We'll keep this thread open for now, hoping to get answers from @rajasoun, @plukevdh and/or @tecnobrat as well, or for anybody else who might be encountering this. Please do follow the steps/provide the details I asked for in my above message if you think you are still encountering a memory leak. Thanks!

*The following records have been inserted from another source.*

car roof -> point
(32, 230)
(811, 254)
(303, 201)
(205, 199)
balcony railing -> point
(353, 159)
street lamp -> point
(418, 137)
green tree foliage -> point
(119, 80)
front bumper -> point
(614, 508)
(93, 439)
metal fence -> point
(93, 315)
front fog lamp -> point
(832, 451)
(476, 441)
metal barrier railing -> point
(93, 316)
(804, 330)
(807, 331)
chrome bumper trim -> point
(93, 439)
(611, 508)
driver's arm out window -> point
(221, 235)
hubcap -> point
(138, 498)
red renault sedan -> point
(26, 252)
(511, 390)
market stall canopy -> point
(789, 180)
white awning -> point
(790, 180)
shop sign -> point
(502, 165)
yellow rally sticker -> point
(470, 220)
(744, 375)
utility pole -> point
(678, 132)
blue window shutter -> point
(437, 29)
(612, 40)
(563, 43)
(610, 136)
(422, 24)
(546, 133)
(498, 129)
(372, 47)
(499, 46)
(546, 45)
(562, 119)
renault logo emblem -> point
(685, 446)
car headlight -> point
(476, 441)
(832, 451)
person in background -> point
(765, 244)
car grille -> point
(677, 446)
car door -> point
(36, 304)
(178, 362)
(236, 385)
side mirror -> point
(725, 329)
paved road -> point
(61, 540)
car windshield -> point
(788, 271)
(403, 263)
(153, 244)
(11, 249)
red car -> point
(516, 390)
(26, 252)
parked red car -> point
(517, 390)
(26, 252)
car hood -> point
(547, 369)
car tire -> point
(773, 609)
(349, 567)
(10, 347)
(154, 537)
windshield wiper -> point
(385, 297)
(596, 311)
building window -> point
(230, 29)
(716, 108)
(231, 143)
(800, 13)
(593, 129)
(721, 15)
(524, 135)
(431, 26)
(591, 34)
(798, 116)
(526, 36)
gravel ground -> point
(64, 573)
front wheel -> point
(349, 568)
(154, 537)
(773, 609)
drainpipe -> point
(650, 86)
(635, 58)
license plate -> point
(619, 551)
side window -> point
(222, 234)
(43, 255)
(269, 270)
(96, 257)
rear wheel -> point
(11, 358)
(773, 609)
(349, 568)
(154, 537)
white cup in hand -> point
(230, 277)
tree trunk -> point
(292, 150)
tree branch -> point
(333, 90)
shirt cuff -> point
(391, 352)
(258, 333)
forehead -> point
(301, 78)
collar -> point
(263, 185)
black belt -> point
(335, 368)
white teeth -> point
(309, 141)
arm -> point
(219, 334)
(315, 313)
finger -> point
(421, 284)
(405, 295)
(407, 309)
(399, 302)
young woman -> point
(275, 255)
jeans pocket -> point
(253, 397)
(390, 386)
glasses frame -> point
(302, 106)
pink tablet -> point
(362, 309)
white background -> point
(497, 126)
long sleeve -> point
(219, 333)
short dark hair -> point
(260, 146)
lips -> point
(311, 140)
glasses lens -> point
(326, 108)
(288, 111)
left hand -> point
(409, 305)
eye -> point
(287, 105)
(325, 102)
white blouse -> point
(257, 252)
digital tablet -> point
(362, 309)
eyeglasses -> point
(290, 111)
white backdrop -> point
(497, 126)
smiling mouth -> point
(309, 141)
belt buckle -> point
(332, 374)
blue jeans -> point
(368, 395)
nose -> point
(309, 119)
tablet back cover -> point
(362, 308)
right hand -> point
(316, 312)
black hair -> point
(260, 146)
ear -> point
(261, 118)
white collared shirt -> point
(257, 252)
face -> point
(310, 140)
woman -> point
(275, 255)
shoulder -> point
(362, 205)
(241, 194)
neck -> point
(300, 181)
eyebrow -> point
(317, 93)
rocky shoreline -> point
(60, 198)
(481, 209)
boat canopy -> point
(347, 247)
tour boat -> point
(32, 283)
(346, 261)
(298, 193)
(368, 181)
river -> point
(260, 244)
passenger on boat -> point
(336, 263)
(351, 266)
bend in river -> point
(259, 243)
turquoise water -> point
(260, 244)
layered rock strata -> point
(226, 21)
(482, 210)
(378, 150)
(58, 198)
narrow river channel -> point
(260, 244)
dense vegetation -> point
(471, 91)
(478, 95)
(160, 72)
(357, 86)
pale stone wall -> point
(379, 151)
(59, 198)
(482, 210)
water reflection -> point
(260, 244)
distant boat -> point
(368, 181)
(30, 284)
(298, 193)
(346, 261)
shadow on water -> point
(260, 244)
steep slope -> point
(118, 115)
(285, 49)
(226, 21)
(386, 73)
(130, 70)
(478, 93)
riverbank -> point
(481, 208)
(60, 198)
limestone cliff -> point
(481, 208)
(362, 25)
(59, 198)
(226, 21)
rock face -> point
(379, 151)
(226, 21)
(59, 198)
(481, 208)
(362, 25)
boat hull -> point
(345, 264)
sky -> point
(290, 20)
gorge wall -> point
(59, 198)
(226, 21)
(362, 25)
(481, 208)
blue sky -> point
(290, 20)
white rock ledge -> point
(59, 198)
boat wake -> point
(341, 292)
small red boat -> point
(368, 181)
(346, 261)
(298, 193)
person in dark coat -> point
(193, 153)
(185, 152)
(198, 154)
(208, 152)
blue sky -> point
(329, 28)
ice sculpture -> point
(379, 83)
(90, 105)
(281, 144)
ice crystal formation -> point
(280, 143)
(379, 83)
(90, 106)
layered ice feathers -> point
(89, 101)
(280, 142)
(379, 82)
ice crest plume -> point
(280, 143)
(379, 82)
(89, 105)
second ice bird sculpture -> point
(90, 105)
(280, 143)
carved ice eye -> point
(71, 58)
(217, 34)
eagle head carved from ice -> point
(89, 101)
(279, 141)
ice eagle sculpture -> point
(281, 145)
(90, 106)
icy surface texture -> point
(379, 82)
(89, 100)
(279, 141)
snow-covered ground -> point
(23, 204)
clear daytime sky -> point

thibaultcha on 15 Nov 2017

@pachico would you mind providing some details on what exactly went wrong with your custom plugin? (for future reference here)

Tieske on 16 Nov 2017

@Tieske We are running a stack which uses XML as external document model (mostly dictated by the industry standard) but we wanted to use Kong as API gateways. This forced us to develop most of the plugins in order to return proper XML response formats.
One of these plugins validates input XML against XSD using Xerces-C++ lua wrapper. It turns out we ended up having a memory leak for every document validated.
Anyway, now we're quite happy with it, despite to change the format of the response required us to completely duplicate the built-in plugins since there was no view "template" we could modify.

pachico on 16 Nov 2017

@pachico did you just "hack them to xml" or did you implement a template? in the latter case, I'd love to see a PR! 😄

Tieske on 21 Nov 2017

@Tieske we "hack them to xml", and yes, this means we had to re do some of the work every time these built-in plugins changed over versions :)

pachico on 21 Nov 2017

Hey all,

I'm a colleague of plukevdh who originally opened this issue.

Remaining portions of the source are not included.